Gehen Kinder mit ihrer Pubertät heute offener und freier um als zu Ihrer Zeit?
Ich gehe davon aus, dass sie dasselbe Ausmaß an Problemen haben, aber diese nehmen in anderen Zeiten andere Formen an. Das eigentliche Problem bleibt aber gleich: Habe ich ein Herz oder nicht? Liebe ich? Werde ich geliebt? Der menschliche Reifungsprozess ist ja grundsätzlich mit Liebe und Sexualität und dem Umgang damit verbunden. Sexualität hatte schon immer viele Facetten von tief greifender Schönheit bis zum brutalen Machtspiel, von der reinen Liebe bis zur üblen Manipulation. Sie fordert jeden Menschen heraus.
Versucht Ihr Film, Kinder in ihrer Identitätsfindung zu unterstützen?
Ich versuche, ihnen zu helfen und ihnen zu vermitteln, dass ich mich für ihre Probleme interessiere, aber ich bin sicher, dass sie auch ohne mich und meine Filme finden, was sie brauchen. Ich sehe meine Arbeit eher als ständigen "Dialog" zwischen mir und ihnen.
Warum ist Selma ihrem Vater gegenüber so barsch?
Sie befindet sich in einem Abschnitt ihres Lebens, der Änderungen mit sich bringt und sie ist verunsichert. Das macht sie aggressiv und das ist ganz normal. Sie benötigt diese Aggression, um durch einen schwierigen Lebensabschnitt zu kommen. Sie muss stark sein. Andererseits denke ich, dass man in einer Familie auch barsch zueinander sein darf. Die Familie ist ein sicherer Ort, um sich selbst in vielen Variationen auszudrücken. Zwischen Selma und ihrem Vater gibt es auch eine bestimmte Art von Humor und Ironie.
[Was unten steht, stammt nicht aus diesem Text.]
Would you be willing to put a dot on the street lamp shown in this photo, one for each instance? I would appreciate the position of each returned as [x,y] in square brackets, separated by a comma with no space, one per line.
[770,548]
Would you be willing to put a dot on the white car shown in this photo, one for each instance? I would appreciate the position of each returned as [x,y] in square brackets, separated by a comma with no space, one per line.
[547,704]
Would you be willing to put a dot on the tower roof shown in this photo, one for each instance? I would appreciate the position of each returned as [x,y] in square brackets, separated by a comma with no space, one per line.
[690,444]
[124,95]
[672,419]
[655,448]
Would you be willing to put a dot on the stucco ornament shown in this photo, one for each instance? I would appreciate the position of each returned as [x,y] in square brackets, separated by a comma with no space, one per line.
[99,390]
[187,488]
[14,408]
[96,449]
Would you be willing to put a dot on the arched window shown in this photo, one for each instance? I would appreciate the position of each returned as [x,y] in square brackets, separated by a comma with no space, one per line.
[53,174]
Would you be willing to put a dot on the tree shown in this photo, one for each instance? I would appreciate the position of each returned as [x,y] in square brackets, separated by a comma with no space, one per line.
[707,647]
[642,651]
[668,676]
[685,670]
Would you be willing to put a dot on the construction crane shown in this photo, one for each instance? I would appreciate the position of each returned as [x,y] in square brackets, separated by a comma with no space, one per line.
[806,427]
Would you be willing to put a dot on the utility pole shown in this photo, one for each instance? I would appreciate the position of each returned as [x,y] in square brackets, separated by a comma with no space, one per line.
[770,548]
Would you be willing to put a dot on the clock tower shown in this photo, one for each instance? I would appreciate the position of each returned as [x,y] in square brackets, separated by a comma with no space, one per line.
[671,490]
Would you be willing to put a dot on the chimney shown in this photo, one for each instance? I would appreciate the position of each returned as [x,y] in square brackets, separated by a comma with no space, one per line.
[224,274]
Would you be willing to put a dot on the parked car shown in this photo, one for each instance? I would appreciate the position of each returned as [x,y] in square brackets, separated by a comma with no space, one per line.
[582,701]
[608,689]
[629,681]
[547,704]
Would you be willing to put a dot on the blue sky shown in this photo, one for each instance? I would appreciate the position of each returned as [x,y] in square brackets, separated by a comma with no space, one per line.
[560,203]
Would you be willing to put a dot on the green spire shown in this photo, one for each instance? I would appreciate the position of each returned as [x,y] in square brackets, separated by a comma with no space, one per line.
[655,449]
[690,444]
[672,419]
Das verbindet sie trotz der Tatsache, dass Selma nun einige Probleme in ihrem Leben hat, bei denen ihr Vater nicht mehr direkt helfen kann. Sie muss mit ihnen alleine zurechtkommen. Das ist Teil des Reifungsprozesses.
Wie kamen Sie auf die Idee mit der Milch, die dem Film auch seinen Titel gab?
Das Bild kam mir in den Sinn beim Schreiben des Romans, auf dem der Film basiert. Es ist ein Teil des kreativen Prozesses, dass einem Bilder vorschweben, die man sich dann zunutze macht.
Welche Eigenschaften muss ein guter Film für Kinder und Jugendliche haben?
Es ist schwer zu beurteilen, was ein guter Film für Kinder und Teenager ist. Ein äußerst schrecklicher und gewalttätiger Film kann gerade richtig dafür sein, dass sich jemand ändert und beschließt, von nun an die netteste Person für den Rest ihres oder seines Lebens zu sein. War der Film dann also gut oder schlecht?
Ihr Film kommt erst zwei Jahre nach seiner Fertigstellung in die deutschen Kinos. Wundert Sie das?
Das passiert immer wieder, auch in Norwegen. Ich bin sehr froh, glücklich und stolz darauf, dass mein Film nun in Deutschland in die Kinos kommt. Und ich hoffe, dass er denen, die ihn sehen, das gibt, was ich selbst an Filmen mag: Freude.